A esperança de um consolação para a família Bolsonaro foi, mais uma vez, sepultada pela caneta do ministro Alexandre de Moraes. Em uma série de despachos que atingem o coração da estratégia da direita, o magistrado tomou decisões duras que impactam diretamente a vida do ex-presidente Jair Bolsonaro e, por consequência, a pré-candidatura de seu fruto, o senador Flávio Bolsonaro (PL-RJ).
O “Não” à Mansão e aos Aliados
A decisão mais sentida pela família foi a negativa tácita ao apelo dramático feito pela ex-primeira-dama Michelle Bolsonaro. Em reunião recente com Moraes, Michelle pediu a conversão da prisão do marido para o regime domiciliar, alegando a fragilidade de sua saúde aos 70 anos. O ministro, no entanto, ignorou o pedido humanitário e determinou a permanência de Bolsonaro na “Papudinha” (19º Batalhão da PM), sob um regime que a resguardo classifica porquê draconiano.
Não bastasse manter o líder conservador encarcerado, Moraes desferiu outro golpe nesta quinta-feira (29): proibiu as visitas do presidente do PL, Valdemar Costa Neto, e do senador Magno Mamparra (PL-ES). A justificativa solene cita “riscos às investigações”, mas, na prática, a medida isola Bolsonaro de seus principais articuladores políticos, dificultando a coordenação da campanha de Flávio para o Planalto.
Perseguição Estendida
Enquanto o pai é solitário em Brasília, o irmão do pré-candidato também sente o peso da mão do STF. Eduardo Bolsonaro, que segue nos Estados Unidos denunciando a situação brasileira, continua com seus bens e contas bloqueados por ordem de Moraes, em uma asfixia financeira que tenta silenciar uma das vozes mais ativas da oposição no exterior.

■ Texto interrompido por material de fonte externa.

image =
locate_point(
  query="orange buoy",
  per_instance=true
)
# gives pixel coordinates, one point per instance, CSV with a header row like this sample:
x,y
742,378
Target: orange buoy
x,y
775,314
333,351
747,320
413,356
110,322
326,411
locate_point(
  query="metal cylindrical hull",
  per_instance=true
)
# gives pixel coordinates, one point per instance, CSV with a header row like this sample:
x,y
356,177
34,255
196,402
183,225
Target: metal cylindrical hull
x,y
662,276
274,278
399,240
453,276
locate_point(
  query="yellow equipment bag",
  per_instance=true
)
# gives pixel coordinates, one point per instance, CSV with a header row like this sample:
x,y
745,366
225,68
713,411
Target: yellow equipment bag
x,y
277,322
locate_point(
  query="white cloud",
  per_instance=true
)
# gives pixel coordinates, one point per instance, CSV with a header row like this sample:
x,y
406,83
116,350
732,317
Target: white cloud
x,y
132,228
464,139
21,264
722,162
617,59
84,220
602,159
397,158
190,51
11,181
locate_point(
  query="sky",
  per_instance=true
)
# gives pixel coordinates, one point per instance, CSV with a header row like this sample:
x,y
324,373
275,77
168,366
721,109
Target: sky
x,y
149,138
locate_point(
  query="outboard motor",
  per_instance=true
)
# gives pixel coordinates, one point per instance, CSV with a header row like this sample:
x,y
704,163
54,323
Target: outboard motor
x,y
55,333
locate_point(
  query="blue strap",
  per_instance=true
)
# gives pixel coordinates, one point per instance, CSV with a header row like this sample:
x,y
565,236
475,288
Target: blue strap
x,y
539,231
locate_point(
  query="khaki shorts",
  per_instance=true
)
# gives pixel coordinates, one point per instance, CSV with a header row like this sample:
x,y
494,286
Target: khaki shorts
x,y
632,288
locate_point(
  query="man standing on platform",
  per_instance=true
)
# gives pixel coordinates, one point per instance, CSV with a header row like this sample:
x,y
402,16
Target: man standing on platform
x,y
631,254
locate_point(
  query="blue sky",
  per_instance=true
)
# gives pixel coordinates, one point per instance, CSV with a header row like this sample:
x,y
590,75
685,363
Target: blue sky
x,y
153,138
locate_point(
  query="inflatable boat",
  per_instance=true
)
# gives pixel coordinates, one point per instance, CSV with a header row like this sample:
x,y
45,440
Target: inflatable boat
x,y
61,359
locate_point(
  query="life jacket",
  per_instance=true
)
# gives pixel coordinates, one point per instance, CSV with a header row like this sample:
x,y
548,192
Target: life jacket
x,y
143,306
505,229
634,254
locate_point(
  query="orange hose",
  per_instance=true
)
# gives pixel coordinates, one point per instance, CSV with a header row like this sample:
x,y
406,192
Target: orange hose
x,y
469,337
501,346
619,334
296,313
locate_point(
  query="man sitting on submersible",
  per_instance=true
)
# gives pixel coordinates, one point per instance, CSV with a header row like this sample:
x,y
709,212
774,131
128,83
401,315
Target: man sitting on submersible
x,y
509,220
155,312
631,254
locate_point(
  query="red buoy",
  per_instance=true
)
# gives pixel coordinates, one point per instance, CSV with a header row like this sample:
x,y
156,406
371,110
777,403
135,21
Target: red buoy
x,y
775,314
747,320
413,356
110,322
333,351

Para Flávio Bolsonaro, que assumiu a missão de simbolizar o legado do pai nas urnas, as decisões de Moraes não são meros atos jurídicos, mas peças de um “projecto” para atrapalhar a reorganização da direita em 2026. “Eles querem inviabilizar não só o CPF, mas a existência política da nossa família”, desabafou um coligado próximo.
O Isolamento Programado
A rotina imposta a Bolsonaro na Papudinha é rígida. Visitas sociais, agora restritas a sábados e quartas-feiras, ocorrem sob possante vigilância. Até mesmo a ingressão de Tarcísio de Freitas, governador de São Paulo e peça-chave no pedestal a Flávio, teve que passar pelo crivo demorado do ministro antes de ser autorizada.
A mensagem de Brasília é clara: para a família do pré-candidato, nãohaverá trégua. A eleição de 2026 já começou, e ela está sendo disputada não somente nas urnas, mas nos gabinetes do Supremo.